Inspiré des mémoires d'un ancien chef de la police tsariste, l'histoire de "l'Accordeur" est transposée à une époque indéterminée: les personnage portent des costumes sans âge, le noir et blanc déréalise l'environnement ainsi que les cadrages serrés. Si le couple d'escrocs vivotant dans la marginalité qui vont monter un tour de passe-passe pour délester d'une jolie somme deux riches veuves d'âge mûr est assez haut en couleur et leur combine, astucieuse, ce que moi j'ai retenu du film est moins son aspect comique voire farcesque que son caractère mélancolique. Kira Mouratova dresse un portrait touchant des deux victimes, Anna et Liouba que leur manque affectif rend particulièrement naïves et crédules. Dès la première scène du film, le ton est donné: Liouba se jette sur le premier venu et lui offre de l'argent en échange d'une affection qui ne lui sera bien évidemment pas payée de retour. Plus tard, on la verra se faire arnaquer d'une manière encore plus grotesque dans un train. Anna observe avec condescendance les mésaventures de son amie, celle-ci lui servant de miroir de réassurance quant à son propre degré de vulnérabilité. Elle est donc complètement aveuglée par le numéro de séduction d'Andreï, l'accordeur de piano qu'elle a pris sous son aile et contrairement au spectateur qui n'en perd pas une miette, ne voit aucune des ficelles qu'il met en place pour la dépouiller.

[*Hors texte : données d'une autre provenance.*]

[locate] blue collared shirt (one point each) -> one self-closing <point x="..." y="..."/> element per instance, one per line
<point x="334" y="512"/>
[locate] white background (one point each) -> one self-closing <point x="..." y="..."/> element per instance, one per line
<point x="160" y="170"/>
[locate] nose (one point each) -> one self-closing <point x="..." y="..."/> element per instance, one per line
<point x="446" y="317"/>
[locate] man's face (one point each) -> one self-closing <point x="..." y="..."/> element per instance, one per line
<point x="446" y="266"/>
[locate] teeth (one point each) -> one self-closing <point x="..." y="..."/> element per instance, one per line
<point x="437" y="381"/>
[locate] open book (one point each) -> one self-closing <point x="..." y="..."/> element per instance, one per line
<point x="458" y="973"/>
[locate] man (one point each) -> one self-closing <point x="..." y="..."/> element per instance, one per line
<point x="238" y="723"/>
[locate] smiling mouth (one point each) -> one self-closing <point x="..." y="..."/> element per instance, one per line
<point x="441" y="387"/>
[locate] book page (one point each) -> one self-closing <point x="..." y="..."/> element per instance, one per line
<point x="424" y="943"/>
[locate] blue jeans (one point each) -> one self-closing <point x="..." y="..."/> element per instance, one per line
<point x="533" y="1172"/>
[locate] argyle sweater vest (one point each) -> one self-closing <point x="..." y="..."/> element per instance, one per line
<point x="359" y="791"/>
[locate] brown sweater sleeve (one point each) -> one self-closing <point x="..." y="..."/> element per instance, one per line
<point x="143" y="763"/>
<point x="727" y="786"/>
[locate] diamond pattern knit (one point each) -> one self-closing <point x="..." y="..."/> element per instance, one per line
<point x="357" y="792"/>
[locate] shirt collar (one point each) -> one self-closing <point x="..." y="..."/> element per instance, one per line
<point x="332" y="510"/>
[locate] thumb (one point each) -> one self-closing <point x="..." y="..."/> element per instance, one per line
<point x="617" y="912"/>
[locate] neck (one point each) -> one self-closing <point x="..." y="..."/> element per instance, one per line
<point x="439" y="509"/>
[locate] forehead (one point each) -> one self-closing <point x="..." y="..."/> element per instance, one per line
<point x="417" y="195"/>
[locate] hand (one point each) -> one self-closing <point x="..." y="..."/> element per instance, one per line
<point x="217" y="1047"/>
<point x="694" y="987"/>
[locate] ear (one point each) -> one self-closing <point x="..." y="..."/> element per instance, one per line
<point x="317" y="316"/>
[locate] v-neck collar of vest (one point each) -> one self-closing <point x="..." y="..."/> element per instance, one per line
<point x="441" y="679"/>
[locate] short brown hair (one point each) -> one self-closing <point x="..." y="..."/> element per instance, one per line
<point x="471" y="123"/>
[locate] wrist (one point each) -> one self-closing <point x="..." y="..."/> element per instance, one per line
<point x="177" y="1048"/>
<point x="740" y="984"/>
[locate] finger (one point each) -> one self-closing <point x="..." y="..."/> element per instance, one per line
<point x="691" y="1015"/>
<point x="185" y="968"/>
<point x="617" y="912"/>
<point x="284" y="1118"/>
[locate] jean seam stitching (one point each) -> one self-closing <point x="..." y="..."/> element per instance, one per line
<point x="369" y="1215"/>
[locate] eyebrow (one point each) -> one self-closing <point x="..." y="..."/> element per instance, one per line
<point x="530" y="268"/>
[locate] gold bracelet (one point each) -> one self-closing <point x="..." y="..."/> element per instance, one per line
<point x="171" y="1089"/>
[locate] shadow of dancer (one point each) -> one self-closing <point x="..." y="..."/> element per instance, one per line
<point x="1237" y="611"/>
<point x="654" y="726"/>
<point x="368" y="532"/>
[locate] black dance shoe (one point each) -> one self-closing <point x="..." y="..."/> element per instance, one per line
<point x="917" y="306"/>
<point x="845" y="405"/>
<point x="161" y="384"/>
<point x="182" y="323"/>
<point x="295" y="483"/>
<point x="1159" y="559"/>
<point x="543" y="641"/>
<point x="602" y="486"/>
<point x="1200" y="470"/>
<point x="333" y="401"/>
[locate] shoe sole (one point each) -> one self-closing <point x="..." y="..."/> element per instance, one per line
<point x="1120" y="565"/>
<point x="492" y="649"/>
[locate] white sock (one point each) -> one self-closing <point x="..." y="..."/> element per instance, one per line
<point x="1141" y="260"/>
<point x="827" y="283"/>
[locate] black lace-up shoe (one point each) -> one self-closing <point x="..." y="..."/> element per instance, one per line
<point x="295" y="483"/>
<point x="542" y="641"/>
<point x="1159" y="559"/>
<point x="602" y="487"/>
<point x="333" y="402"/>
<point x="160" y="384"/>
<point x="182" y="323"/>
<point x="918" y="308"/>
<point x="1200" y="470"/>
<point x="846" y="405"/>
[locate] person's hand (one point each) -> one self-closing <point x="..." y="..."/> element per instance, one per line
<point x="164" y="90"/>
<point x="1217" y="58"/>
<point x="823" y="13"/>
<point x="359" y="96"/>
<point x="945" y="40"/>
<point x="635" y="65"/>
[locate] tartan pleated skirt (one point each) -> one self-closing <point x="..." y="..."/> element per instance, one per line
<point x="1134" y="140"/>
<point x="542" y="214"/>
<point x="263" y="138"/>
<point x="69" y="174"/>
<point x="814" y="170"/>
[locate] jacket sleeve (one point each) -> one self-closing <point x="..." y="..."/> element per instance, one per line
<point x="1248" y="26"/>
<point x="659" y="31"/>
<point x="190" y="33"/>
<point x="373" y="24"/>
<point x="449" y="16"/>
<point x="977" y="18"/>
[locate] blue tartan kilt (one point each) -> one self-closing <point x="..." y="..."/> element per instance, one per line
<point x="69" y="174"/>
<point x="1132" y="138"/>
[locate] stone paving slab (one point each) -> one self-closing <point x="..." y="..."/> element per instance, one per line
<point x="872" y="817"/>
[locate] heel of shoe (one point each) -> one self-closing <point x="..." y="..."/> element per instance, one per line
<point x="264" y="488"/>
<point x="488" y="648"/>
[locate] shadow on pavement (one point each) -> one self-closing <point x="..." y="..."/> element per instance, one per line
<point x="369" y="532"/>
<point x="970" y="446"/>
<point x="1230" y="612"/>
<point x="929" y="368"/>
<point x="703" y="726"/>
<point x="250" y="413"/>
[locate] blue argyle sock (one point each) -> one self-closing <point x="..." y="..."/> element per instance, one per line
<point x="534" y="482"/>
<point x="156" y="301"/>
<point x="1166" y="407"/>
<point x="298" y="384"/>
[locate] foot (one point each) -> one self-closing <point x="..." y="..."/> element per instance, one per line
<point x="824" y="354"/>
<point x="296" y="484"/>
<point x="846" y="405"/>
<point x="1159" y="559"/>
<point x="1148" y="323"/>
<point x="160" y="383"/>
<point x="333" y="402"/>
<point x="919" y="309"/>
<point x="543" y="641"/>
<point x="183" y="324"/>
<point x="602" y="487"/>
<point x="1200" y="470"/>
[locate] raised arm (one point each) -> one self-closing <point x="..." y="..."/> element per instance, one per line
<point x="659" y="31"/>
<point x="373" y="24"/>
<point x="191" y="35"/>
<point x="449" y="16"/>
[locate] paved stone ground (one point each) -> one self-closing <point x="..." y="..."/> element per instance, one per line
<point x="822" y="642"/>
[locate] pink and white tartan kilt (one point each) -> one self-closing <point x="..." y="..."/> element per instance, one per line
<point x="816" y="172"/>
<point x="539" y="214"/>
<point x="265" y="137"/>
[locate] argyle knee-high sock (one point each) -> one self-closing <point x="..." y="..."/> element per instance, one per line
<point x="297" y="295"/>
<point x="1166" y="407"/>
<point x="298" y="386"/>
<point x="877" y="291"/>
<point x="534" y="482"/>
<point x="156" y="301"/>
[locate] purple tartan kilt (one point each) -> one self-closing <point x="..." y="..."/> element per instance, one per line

"La Tourneuse de pages" est un thriller à demi-réussi. Denis Dercourt dont j'ai vu récemment le très bon "Vanishing" parvient dès les premières minutes à instaurer un climat de tension et le maintenir tout au long du film, tenant ainsi les spectateurs en haleine. Celui-ci sait en effet grâce à la scène d'humiliation sociale initiale quand Mélanie était enfant qu'en l'accueillant adulte dans sa luxueuse et immense demeure, M. Fouchécourt (Pascal Greggory) fait entrer le loup dans la bergerie. Derrière son rôle de petite main soumise, Mélanie (Déborah François) ne semble en effet vivre que pour sa vengeance et utilise de façon subreptice les failles de la famille pour parvenir à ses fins sans jamais découvrir son jeu. Mais c'est aussi la limite d'un personnage opaque qui à force d'afficher le même masque imperturbable, la même détermination sans faille, la même invulnérabilité, finit par paraître dénué d'humanité, rendant le film sec et froid. Bien qu'on ait beaucoup comparé Mélanie aux blondes hitchcockiennes et sa vengeance sociale à "La Cérémonie" de Claude Chabrol, c'est du côté du thriller asiatique qu'il faut aller chercher ce genre de hiératisme glacé ponctué de gestes ultra-violents qui contraste avec le trouble de plus en plus palpable d'Ariane (Catherine Frot), l'épouse de M. Fouchécourt, pianiste qui perd littéralement les pédales au contact de la jeune femme. On peut d'ailleurs se demander si le début de sa fragilisation suite à un accident de voiture provoqué par un chauffard n'est pas déjà dû à Mélanie qui n'a plus qu'à lui donner l'estocade ou plutôt le baiser de la mort pour l'achever.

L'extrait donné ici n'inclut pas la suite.